Automation: Powering More Efficient and Effective Credit Decisions

A Guide to Implementing Automated Credit Decisioning Strategies 

A typical business credit assessment can be broken down into three steps: identity resolution and verification, decisioning (whether to approve or decline the credit request), and credit limit assignment. Our clients have seen that third-party data is integral to making a truly informed credit assessment (and we hope you do too.)

Automation helps to streamline credit assessments and has many potential benefits: cost savings; more consistent, faster decisions; and ultimately, a better client experience. If you’re curious about how to get started, read on.

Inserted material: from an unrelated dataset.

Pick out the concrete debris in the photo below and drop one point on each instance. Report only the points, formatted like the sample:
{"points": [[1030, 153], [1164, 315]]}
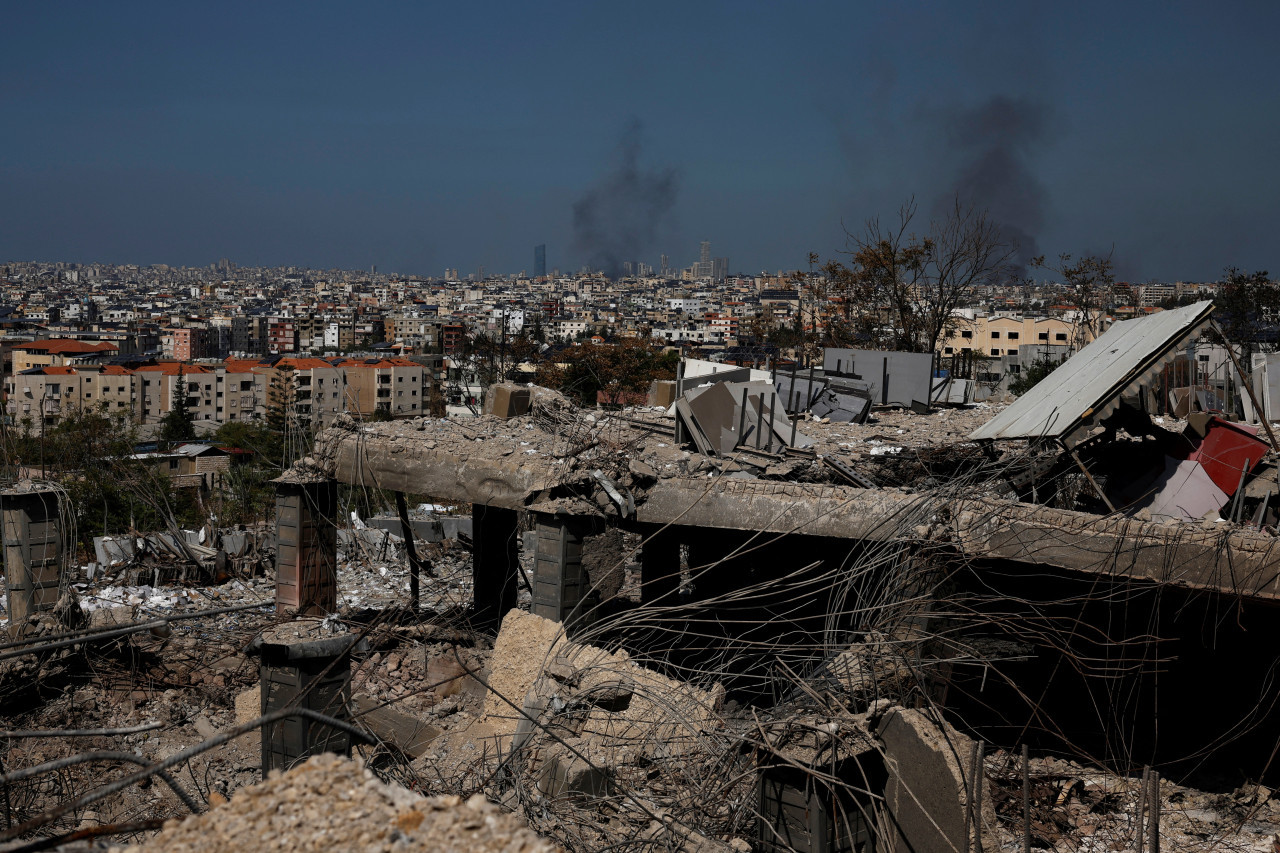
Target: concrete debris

Identity Resolution and Verification

As the first step in the decisioning process, verifying the applicant’s identity is critical to ensuring the right information is evaluated. After all, you don’t want to approve a new customer named ABC, Inc. without confirming whether they’re Advanced Business Corporation, Inc. or American Brewing Company, Inc. Investing in optimizing business entity matching—or identity resolution—can help to resolve these mistakes.

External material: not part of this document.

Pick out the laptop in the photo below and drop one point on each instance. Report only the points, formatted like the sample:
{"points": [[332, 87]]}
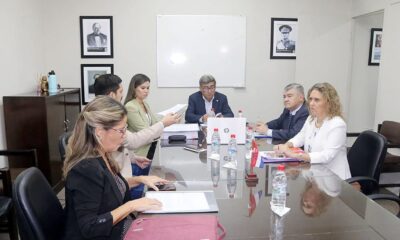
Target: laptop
{"points": [[226, 127]]}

A robust business identity matching process is also vital to automated decisioning, as it removes as much of the manual review as possible. Here are four factors that drive the success of a match process:

  • Quality and Completeness of the Inquiry Data — all fields should be populated with valid, correct data. Something as simple as form validation can measurably improve the results.
  • Quality and Completeness of the Reference Data — unlike consumer data, where a Social Security number easily disambiguates individuals with otherwise similar identity data, matching business entities presents a greater challenge. To increase the chances of a successful match, work with the most complete reference file available. In addition to fields equivalent to those in the inquiry data, alternate values (tradestyle business names, former addresses, etc.) also increase the chances of a successful match.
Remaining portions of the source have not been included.